Emotion: I was really happy for you in the beginning and then you started explaining about the lack of diversity. When you said “white cloud” it really stood out and really made me feel how you are feeling.
Voice: I think you could speak up a little bit in the video. It was kind of muffled in parts. Also you repeat yourself and stutter in some places and I would recommend redoing that. I don’t know if you have physically written out/typed a script, but that can help.
Soundtrack: I liked the music you had playing. It had good rhythm to it and kept me interested. I think it fit well with your topic.
Economy: I think that you could stand to use a few more pictures. The ones you have are great and I really liked the ones you put in about the clubs/communities you joined! I think a few more for other parts like welcome week could be added.
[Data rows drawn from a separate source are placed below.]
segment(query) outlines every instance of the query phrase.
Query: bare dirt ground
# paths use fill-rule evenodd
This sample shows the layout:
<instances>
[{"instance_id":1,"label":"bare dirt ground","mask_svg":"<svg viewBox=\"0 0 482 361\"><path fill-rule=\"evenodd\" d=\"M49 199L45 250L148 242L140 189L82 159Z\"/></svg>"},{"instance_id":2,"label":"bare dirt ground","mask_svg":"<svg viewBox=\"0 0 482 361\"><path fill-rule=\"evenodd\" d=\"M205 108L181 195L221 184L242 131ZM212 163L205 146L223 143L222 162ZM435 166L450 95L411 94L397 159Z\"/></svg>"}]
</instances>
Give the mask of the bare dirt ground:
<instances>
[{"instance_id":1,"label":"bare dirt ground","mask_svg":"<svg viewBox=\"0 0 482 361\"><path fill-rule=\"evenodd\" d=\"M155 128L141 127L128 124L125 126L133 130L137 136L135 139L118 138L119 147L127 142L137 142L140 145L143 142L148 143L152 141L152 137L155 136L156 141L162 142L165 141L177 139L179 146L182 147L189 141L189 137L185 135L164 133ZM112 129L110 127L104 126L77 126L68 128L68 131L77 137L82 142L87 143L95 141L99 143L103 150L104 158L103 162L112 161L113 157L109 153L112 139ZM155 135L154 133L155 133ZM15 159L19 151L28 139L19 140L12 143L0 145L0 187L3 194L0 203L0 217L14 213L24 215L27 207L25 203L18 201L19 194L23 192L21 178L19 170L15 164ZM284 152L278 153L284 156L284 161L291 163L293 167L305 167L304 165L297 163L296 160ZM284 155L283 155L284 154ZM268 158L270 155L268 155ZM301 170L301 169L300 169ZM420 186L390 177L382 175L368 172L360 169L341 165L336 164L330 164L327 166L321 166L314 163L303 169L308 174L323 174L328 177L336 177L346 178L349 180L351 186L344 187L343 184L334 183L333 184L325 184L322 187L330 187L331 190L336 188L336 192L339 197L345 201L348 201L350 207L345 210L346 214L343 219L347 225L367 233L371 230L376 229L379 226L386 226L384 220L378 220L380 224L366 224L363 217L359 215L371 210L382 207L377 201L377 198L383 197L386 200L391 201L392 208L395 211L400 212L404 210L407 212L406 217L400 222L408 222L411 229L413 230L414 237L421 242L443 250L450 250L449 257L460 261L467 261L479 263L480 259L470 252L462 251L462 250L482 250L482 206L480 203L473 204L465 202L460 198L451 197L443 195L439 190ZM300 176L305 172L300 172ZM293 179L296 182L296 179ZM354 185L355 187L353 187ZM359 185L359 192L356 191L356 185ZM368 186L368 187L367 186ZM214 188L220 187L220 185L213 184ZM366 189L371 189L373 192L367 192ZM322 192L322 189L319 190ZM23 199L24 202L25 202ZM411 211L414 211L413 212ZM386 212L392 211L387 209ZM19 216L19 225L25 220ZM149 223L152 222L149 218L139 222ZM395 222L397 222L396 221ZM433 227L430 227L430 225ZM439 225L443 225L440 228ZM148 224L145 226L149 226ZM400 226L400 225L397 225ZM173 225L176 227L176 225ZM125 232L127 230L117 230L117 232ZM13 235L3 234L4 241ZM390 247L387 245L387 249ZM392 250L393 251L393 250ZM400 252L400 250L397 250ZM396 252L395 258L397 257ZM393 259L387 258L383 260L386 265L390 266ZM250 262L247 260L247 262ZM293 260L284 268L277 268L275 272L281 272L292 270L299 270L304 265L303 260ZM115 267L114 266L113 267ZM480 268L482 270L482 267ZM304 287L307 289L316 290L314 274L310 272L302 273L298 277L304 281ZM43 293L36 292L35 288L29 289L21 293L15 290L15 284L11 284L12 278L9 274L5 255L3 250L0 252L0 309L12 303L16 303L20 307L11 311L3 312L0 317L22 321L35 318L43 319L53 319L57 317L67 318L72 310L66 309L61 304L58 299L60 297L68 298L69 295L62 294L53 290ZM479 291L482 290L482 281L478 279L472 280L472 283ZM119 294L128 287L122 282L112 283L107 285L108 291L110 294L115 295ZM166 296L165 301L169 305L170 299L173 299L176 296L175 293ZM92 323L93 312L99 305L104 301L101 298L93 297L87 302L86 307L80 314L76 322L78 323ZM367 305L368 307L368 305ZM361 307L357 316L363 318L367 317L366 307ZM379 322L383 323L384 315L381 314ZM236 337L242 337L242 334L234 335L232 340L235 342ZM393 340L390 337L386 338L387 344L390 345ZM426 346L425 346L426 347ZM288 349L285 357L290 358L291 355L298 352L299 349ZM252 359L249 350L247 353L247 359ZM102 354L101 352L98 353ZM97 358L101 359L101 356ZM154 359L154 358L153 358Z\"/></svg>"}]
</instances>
Pacing: Truthfully I think you have it paced out good. It is how you want it. I wouldn’t mess with how you do it because you have pauses in the right places and there doesn’t seem to be any awkwardness besides the parts where you stutter and repeat.
Additional Comments: Overall I liked your video! I think your topic is so cool and interesting because it is something that I don’t really think about and don’t have the perspective on things you do. Keep it up! It’s good!